Alys and Alinor walked along the harbor bank to church on Christmas Day, a hard frost turning the inland water meadows white as snow on their right hand, the harbor frozen like iron on the other. They were dressed in layer upon layer of winter clothes but they had no special ribbons or favors pinned to their capes. The new parliament had ruled that Christmas was not to be marked with any feasting or merrymaking, but must be a day like any day. Red trotted ahead of them and then circled back, the only joyful one.

Alinor looked at the winter sun, casting shadows that underlined every bank and puddle and reedbed on the wet harbor. She wondered if James was with his family, if he were thinking of her. She hoped he was somewhere warm and merry. She loved him so much, she even wished him happiness without her.

The church was cold and plain and bare, and there was no singing and no Christmas carols. The minister preached a sermon announcing that it was the birth of Jesus Christ and that the day should be filled with quiet reflection, that wassailing and Christmas ales and special puddings and roast dinners were nothing but worldly show and greed. The birth of our Lord should be considered reverently and thoughtfully. Godly work could and should be done; it was not a holiday for visiting and dancing and carousing. How would the birth of God be served by people sinning? How should the Lord be greeted, if not by quiet reflection and steady labor?

The prayers for parishioners who were sick or dying went on for long minutes; the cold weather was always hard on the poor of Sealsea Island.
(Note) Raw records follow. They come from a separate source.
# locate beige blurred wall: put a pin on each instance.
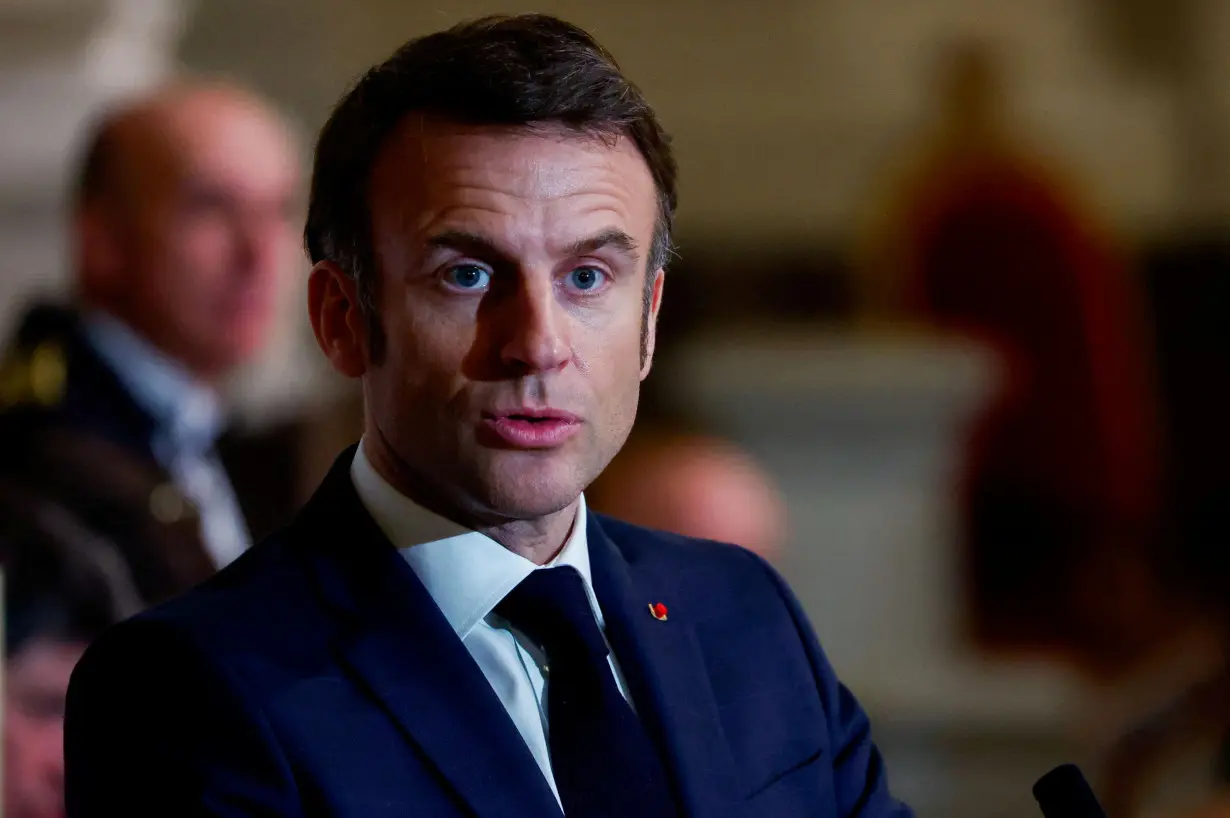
(787, 113)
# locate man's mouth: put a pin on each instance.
(530, 427)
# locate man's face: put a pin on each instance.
(204, 231)
(36, 682)
(513, 267)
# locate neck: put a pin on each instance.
(536, 539)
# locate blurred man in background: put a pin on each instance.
(110, 413)
(62, 592)
(696, 486)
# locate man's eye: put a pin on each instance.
(468, 277)
(587, 278)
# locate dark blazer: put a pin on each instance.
(76, 464)
(316, 677)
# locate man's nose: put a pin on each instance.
(536, 327)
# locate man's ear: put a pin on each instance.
(651, 322)
(336, 319)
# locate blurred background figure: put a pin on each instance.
(62, 592)
(696, 486)
(1062, 486)
(183, 219)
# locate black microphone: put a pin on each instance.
(1065, 794)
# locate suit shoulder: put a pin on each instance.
(33, 365)
(250, 603)
(722, 566)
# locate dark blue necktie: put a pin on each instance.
(604, 763)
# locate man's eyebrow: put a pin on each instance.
(470, 244)
(614, 238)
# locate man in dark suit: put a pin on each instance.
(445, 630)
(110, 410)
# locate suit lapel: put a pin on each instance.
(400, 647)
(667, 674)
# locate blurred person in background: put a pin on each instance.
(694, 485)
(183, 224)
(62, 592)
Alinor bowed her head and thanked God that she and Alys were well housed in the ferry-house and Rob lived in luxury at the Priory. The minister prayed for the soul of old Mrs. Hebden, buried in frost-hard ground, and invoked God’s aid for other men and women who would not survive the cold season and were going hungry to save their winter stores. The church was freezing, the service dragged on and on, longer than ever, and when the congregation was finally released and spilled out of the porch, it started to snow.

“The dog looks for you,” the minister complained to Alinor as she went past him. “He sits in the church porch and looks for you.”

“He does not harm, he’s a good dog, my brother’s dog.”

“People remark it,” he said.

“It means nothing,” Alinor said quickly. “Just a dog missing his master.”

“It’s ungodly how he attends to you,” the man complained.

“I’ll leave him at home next Sunday. I apologize. He’s pining for my brother.”

“Is Edward still in London?” the minister asked.